At the Scripps Center for Integrative Medicine (SCIM), some patients are finding relief with complementary treatments. Robert Bonakdar, MD, FAAFP, director of integrative pain management at SCIM and a member of the Arthritis Foundation Medical Advisory Committee, incorporates complementary options such as acupuncture, herbal medicine and stress reduction techniques in order to provide optimized, integrative care for chronic conditions, such as osteoarthritis. Often Drs. Kumar and Bonakdar will collaborate with patients to develop a comprehensive treatment plan that encompasses lifestyle management, complementary treatments and dietary supplements.

“Supplements can play a huge role in a person’s ability to combat disease – especially if there is a deficiency. We think that all supplements are equal, but they’re not. The thousands of brands that supposedly aid arthritis prove this is not true. There is no one magic pill,” said Dr. Bonakdar. “With our patients, we try to identify their deficiencies and prescribe various supplements that will meet their individual needs, whether it’s a Vitamin D, a magnesium deficiency or a well-researched brand.”

Exploring surgical options

If early treatments and therapies do not stop the pain or if they lose their effectiveness, surgery may be a viable consideration for those with advanced osteoarthritis. However, the recommendation to treat surgically depends on age, activity level, condition of impacted joints and the progression of osteoarthritis.

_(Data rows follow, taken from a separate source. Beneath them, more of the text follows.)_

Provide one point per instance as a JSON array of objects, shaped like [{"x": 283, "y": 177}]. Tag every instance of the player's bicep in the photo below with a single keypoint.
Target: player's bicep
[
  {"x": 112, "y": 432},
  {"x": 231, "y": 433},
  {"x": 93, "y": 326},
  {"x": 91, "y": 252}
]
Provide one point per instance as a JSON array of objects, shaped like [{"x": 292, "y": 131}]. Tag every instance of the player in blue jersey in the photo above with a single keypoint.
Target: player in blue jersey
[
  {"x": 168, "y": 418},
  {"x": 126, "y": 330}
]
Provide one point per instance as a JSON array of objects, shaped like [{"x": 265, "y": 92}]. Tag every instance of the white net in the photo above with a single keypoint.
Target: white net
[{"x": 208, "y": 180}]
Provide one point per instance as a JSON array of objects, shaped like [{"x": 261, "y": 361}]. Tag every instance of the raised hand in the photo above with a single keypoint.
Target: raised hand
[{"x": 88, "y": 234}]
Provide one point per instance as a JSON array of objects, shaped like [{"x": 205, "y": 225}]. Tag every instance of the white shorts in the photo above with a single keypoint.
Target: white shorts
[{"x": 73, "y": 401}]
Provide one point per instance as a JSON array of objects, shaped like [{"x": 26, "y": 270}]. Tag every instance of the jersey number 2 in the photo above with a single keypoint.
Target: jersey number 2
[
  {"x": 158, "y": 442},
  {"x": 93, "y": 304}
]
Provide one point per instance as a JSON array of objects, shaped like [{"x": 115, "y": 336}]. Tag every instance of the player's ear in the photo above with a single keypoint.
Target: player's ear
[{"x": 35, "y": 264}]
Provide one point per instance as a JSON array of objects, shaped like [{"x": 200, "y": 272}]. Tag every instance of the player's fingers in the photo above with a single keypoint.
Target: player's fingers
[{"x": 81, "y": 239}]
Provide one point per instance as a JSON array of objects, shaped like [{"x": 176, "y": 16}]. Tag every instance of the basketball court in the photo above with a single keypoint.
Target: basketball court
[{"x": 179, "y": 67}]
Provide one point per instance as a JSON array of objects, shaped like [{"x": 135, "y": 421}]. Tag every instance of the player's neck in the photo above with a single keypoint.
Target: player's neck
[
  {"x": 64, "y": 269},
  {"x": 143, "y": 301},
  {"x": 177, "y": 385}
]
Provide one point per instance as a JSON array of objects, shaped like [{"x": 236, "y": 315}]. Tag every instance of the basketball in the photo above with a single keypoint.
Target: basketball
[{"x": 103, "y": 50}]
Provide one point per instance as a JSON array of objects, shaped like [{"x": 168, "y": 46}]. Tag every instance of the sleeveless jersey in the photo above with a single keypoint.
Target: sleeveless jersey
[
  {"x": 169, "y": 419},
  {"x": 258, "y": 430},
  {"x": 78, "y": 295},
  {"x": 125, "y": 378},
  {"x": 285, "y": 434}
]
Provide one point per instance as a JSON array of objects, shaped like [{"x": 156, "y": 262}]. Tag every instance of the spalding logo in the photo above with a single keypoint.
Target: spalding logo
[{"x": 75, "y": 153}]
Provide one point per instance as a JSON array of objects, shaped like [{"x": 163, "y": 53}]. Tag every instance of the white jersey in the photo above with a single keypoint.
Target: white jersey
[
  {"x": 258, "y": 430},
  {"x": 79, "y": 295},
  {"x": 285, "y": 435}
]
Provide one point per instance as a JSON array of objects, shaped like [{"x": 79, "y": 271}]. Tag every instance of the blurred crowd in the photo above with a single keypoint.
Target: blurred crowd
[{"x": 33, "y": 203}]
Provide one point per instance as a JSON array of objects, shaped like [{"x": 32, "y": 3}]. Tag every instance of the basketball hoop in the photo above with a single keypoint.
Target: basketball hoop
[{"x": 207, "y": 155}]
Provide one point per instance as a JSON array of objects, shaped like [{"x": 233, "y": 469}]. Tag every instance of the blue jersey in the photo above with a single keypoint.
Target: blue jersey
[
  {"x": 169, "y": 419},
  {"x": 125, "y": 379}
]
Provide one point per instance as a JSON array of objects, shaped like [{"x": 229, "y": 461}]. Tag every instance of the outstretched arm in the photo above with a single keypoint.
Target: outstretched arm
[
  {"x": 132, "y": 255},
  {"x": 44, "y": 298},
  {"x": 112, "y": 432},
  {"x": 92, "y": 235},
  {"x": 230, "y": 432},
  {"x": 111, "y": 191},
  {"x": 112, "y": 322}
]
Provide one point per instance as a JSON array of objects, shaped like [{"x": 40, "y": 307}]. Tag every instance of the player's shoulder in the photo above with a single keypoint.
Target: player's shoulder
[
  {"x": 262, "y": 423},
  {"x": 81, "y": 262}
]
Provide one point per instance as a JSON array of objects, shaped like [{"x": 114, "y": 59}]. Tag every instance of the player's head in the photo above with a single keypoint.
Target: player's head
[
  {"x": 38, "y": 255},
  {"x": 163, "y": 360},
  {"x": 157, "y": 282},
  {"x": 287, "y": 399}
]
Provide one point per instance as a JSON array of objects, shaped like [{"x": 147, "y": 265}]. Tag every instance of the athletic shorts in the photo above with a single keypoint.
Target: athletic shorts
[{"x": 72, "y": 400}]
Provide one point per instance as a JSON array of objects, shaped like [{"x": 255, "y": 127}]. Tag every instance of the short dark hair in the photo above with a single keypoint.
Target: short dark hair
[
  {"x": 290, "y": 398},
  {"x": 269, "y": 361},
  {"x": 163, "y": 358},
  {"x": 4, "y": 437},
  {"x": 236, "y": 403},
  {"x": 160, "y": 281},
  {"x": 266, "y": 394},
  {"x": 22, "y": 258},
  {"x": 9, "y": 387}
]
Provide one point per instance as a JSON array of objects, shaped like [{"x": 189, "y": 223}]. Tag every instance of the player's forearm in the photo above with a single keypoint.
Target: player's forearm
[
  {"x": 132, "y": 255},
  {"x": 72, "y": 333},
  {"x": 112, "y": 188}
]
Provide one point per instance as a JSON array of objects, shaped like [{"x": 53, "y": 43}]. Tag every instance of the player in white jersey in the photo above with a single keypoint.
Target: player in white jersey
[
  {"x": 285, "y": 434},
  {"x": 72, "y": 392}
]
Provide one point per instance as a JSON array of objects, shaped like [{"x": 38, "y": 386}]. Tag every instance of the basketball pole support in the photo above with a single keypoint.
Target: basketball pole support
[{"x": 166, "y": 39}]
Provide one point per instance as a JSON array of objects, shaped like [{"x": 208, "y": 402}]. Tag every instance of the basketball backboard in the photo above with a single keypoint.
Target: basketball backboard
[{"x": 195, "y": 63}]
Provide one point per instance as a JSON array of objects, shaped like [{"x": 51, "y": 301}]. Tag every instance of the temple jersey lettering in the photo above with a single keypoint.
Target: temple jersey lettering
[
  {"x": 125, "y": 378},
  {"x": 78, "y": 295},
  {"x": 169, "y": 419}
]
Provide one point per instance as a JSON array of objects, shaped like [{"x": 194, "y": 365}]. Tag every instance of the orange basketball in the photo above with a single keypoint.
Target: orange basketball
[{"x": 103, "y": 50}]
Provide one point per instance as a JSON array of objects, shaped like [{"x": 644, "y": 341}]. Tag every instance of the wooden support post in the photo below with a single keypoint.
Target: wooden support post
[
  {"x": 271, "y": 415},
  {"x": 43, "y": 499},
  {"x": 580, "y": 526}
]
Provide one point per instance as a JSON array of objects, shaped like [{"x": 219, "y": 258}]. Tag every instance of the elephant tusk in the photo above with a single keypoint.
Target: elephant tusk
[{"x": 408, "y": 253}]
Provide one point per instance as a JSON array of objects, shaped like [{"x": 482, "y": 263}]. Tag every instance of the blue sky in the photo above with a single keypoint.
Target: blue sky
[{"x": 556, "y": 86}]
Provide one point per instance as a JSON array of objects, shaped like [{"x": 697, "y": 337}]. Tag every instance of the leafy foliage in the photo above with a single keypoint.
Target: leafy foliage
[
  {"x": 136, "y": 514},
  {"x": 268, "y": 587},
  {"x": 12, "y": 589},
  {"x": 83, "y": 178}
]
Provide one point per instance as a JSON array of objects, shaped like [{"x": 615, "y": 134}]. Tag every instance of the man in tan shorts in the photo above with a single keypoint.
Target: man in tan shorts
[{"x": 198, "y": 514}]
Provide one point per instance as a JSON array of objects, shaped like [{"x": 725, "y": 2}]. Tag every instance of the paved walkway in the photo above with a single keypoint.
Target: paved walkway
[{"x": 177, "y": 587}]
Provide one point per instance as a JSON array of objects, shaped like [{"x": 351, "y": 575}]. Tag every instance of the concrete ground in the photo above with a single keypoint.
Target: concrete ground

Joint replacement and arthroscopy are two of the most common surgical treatments provided to those patients suffering from the disease. While arthroscopy is minimally invasive, replacement is usually done as a last resort when physical therapy and other surgeries have failed.

Searching for a cure

Although there is no one cure for patients suffering from osteoarthritis, with hundreds of clinical trials taking place across the country, scientists at the Shiley Center for Orthopaedic Research and Education (SCORE) at Scripps Clinic believe they are steps closer to finding a cure for future generations of sufferers.

A multidisciplinary team of experts at SCORE are finding promise in the use of stem cells in the treatment of osteoarthritis. They are using laboratory experiments and animal models to determine whether adult stem cells and embryonic stem cells can be coaxed into cartilage-generating cells and successfully transplanted. The research is a part of a $3.1 million grant from the California Institute of Regenerative Medicine.

“We’d like to develop stem cell therapies with the potential to repair focal cartilage lesions and arthritic cartilage. In the laboratory, we have already succeeded in repairing defects in articular cartilage,” said Darryl D’Lima, MD, PhD, SCORE’s laboratory director. “Our ultimate goal is to use these stem cells to repair joint wear-and-tear and stop the progression of the disease. It looks very hopeful.”

Their research is a few years from clinical trials, but Dr. D’Lima and colleagues believe their work could one day be used to alleviate pain, disability and cost associated with the disease.